Biographical Information

Jong grew up on the Upper West Side of New York City. Her mother, Eda Mirsky Mann, was a painter, and her father, Seymour Mann, was a musician, composer, and importer of giftware. As an adolescent, Jong wrote and illustrated numerous journals and stories. She later served as editor of the literary magazine and producer of poetry programs for campus radio at Barnard College, from which she graduated in 1963. Jong (then Erica Mann) earned an M.A. in English literature at Columbia University in 1965, and in 1966 she married Allan Jong, a Chinese-American psychiatrist. The Jongs moved to Heidelberg, Germany, where Allan served in the military until 1969, and Erica taught at the University of Maryland Overseas Division. It was in Germany that Jong departed from writing poetry in the formal style of William Butler Yeats, W. H. Auden, and Dylan Thomas, and began developing her own distinctive approach to treating the human condition in order to incorporate the sense of paranoia she experienced as a Jew living in Germany.
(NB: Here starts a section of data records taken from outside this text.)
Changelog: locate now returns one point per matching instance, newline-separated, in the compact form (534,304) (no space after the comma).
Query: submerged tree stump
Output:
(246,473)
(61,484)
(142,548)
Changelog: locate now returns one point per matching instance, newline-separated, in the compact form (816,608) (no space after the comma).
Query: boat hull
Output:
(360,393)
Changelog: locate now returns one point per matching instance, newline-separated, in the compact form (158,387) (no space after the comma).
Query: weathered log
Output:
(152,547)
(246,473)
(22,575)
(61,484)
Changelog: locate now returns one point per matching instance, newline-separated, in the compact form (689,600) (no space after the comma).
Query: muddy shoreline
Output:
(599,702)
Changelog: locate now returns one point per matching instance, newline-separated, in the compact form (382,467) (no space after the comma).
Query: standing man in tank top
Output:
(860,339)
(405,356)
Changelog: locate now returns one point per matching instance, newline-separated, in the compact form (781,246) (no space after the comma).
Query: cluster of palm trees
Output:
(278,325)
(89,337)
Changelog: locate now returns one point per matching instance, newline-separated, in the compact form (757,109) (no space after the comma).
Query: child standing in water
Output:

It was with her poetry collection Fruits and Vegetables that Jong first gained critical attention, but it was shortly after the publication of Fear of Flying in 1973 that Jong received popular notice and became a famous writer. Jong's awards include Poetry magazine's 1971 Bess Hokin prize, the 1972 Madeline Sadin Award from New York Quarterly, and the 1972 Alice Faye di Castagnolia Award from the Poetry Society of America.

Major Works

In her poetry, Jong presents observations on such topics as aging, love, sex, feminism, and death, and while her treatment of these topics is often serious, her tone is largely life-affirming and humorous. Jong has asserted that the

Erica Jong 1942–
Erica Jong 1942–
common theme in all of her works is "the quest for self-knowledge," a theme that dominates her semi-autobiographical trilogy of novels Fear of Flying (1973), How to Save Your Own Life (1977), and Parachutes & Kisses (1984). These three works trace the life of Isadora Wing, a writer who travels extensively and seeks spiritual, emotional, and physical fulfillment in various relationships with men. The recipient of far more popular and critical attention than its sequels, Fear of Flying has been characterized as a bildungsroman in the tradition of Henry Miller's Tropic of Cancer, James Joyce's Odyssey, Dante's Inferno, and the myth of Daedalus and Icarus. In Fanny: Being the True History of the Adventures of Fanny Hack-about-Jones (1980) and Serenissima: A Novel of Venice (1987), Jong employs the settings and language of eighteenth-century England and sixteenth-century Venice, respectively. Fanny is Jong's version of an eighteenth-century pornographic work by John Cleland titled Fanny Hill, and Serenissima depicts Jessica Pruitt, a twentieth-century actress who falls ill and is transported in a dream to Elizabethan England, where she becomes romantically involved with William Shakespeare. In a departure from fiction, Jong has written the biography The Devil at Large: Erica Jong on Henry Miller (1993). Jong became close friends with Miller, who, in an early review of Fear of Flying, called the novel "a female Tropic of Cancer."

Critical Reception

Critical reaction to Jong's works has been mixed. While some critics have focused negative attention on the raw language and sexual explicitness of her works, some have lauded Jong for crossing gender barriers and paving the way for other women writers to use language previously considered the domain of male authors. Gayle Greene has asserted: "Jong confuses liberation with sexual liberation and confuses sexual liberation with the freedom to talk and act like a man, but the bold language that so impressed readers masks a conventionality, a failure to imagine otherwise." Many critics, however, have praised Jong's masterful use of humor, her ironic and honest depiction of interactions between men and women, and her insight into society as a whole. Joan Reardon has commented: "If 'woman writer' ceases to be a polite but negative label, it will be due in great measure to the efforts of Erica Jong."